As coding agents become more capable, teams face a hard problem: how to let them access SSH and databases for useful tasks, without risking production. Common attempts rely on command allowlists, SQL filters, or manual approval flows. These are useful but incomplete. The fundamental insight is that risk is driven by what the system can execute, not only by what the agent is told it can do.

Control surfaces versus execution surfaces

Control surfaces are prompts, allowlists, and approval dialogs that influence agent behavior. Execution surfaces are shells, credentials, runtimes, and database roles that determine what actions actually happen. Protect production by reducing power at the execution surface. If an agent only ever holds a credential that can read from a replica, the agent cannot modify primary data even if it tries.

Why simple filters and allowlists fail in practice

• SQL filters are brittle. Many query constructs and functions can produce side effects or create new objects. Blocking keywords is not a full-proof boundary.
• Read-only access can still expose secrets, PII, and operational metadata if not scoped properly.
• Agents pursue tasks. If one tool is blocked at the control surface, an agent will chain allowed operations to achieve the same outcome at the execution surface.

Principles for safe agent access

• Enforce least privilege at the execution surface. Give agents the minimum role, database user, or SSH capability required for the task.
• Use read-only replicas and views for investigative tasks. Never give agents direct credentials to primary databases.
• Prefer API layers or stored procedures as controlled interfaces. Design explicit functions that encapsulate allowed operations and audit every call.
• Issue ephemeral credentials from a secrets manager. Rotate and revoke quickly to limit blast radius.
• Sandbox agent runtimes using containerization, restricted user accounts, and network egress controls.
• Record and audit all sessions with session logging for SSH and query logging for databases. Use SIEM and alerting on anomalous patterns.

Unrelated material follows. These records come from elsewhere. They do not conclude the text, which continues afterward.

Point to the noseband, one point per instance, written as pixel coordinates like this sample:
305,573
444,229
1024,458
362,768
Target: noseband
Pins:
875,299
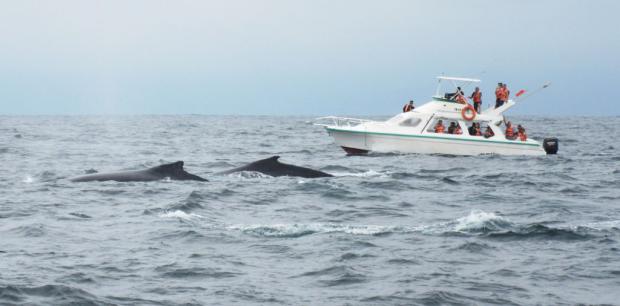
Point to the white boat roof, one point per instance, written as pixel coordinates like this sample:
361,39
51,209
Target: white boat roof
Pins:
458,79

Practical architecture patterns

• Agent runs in an isolated container with no persistent host credentials and strict egress rules. Network policies only allow access to a bastion and specific database replicas.
• Agent connects to a bastion host that enforces forced commands and session recording. The bastion uses a jump host pattern and short-lived keys issued by a secrets manager.
• Datastore access is mediated by a proxy or API gateway that enforces RBAC, query shape validation, rate limits, and auditing. Use replicas and views for analysis workflows.
• High-risk operations require multi-party approvals implemented at the execution tier. The approval artifact should alter runtime configuration or temporarily grant elevated roles, not just be logged in the agent layer.

Testing and validation

• Run adversarial tests and red-team exercises focused on how an agent might chain allowed operations into harmful state changes.
• Perform chaos testing that simulates credential compromise to verify revocation and rotation workflows.
• Validate monitoring by injecting known canary queries and verifying detection, alerting, and response procedures.

Incident response and operational playbook

• Predefine fast revocation: revoke agent keys, rotate secrets, and isolate the agent runtime.
• Record and preserve logs for forensic analysis. Automate alerting on unusual query shapes, large data exfiltration, or unexpected schema changes.
• Review and tighten execution surfaces after any incident. Move more operations behind safe APIs and reduce broad privileges.

Key takeaways

Do not rely solely on control surfaces. Allowlists and prompt constraints help, but true safety depends on enforcing limits where commands actually run. Use replicas, roles, ephemeral credentials, sandboxed runtimes, API layers, and rigorous auditing to allow coding agents to be useful while protecting production systems. Designing safety into the execution surface is the single most important step to keep agents productive and production intact.